Copper, zinc and other base metals have slid, rattled by more concerns about the economy of top metals consumer China and adjusting after a one-day closure of Chinese markets.
Chinese share markets fell overnight, partly driven by a plunge in property companies on worries that a property pre-sale system may be scrapped.
The construction sector is one of the top sources of demand for industrial metals such as copper and zinc.
“We note developers shares declined more than 3 per cent … (with) debt fears resurfacing following last week’s positivity around tax cuts and consumption growth,” Alastair Munro at broker Marex Spectron said in a note.
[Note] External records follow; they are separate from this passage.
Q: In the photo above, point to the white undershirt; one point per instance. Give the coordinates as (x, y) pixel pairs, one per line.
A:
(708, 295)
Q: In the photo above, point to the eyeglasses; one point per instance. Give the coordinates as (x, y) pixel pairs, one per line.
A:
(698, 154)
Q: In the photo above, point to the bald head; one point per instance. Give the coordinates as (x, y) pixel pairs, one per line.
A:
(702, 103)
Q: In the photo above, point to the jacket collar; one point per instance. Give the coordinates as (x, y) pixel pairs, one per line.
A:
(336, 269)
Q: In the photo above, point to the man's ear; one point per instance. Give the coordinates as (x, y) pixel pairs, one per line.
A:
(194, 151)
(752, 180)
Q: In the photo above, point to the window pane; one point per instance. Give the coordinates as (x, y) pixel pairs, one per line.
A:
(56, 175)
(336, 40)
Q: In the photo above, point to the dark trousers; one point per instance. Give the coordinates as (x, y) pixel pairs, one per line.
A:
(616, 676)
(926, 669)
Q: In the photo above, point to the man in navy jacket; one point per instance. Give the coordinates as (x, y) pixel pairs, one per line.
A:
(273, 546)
The negative sentiment in China caused the Shanghai Futures Exchange, which was closed on Monday for the Mid-Autumn Festival, to only partially track Friday’s rally on the London Metal Exchange.
Though LME copper surged 4.6 per cent on Friday in its biggest one-day advance since May 2013 and pulled back marginally on Monday, ShFE copper rose only 1.5 per cent on Tuesday.
Three-month LME copper closed 0.6 per cent down at $US6,318 a tonne.
“The move in LME copper is just an adjustment around the arb (arbitrage), given that copper rallied whilst the Chinese were off for the day,” said Nicholas Snowdon, metals analyst at Deutsche Bank in London.
Copper, zinc and nickel arbitrage windows have been open for an extended period, normally spurring imports of metals into China, but this has been curbed by uncertainty over possible cuts in import taxes, Snowdon said.
“At the moment traders are holding back on importing metal until they have clarity on the actual tax adjustment and the timing,” he said.
Premier Li Keqiang, in comments posted on Sunday, said that China would cut import and export costs for foreign firms.
LME copper inventories fell further on Tuesday to 212,925 tonnes, the lowest since January.
Commerzbank technical analyst Axel Rudolph has upgraded copper to “bullish” from “neutral”, saying in a note: “We expect the $US6,378/$US6,382.50 resistance area to soon give way, in which case our once-again bullish forecast will be confirmed, with the 200-day moving average at $US6,700.79 then being targeted.”
Bearish investors have been targeting LME zinc, which shed 2.2 per cent to finish at $2,507 a tonne. “The metal exhibits the second-largest short of the complex on our estimates at 25 per cent of open interest,” Marex’s Munro said.
LME aluminium ended the day 0.5 per cent firmer at $US2,071 a tonne, lead fell 1.7 per cent to $US2,009, nickel edged down 0.04 per cent to $US12,950 and tin dipped by 0.1 per cent to $US18,900.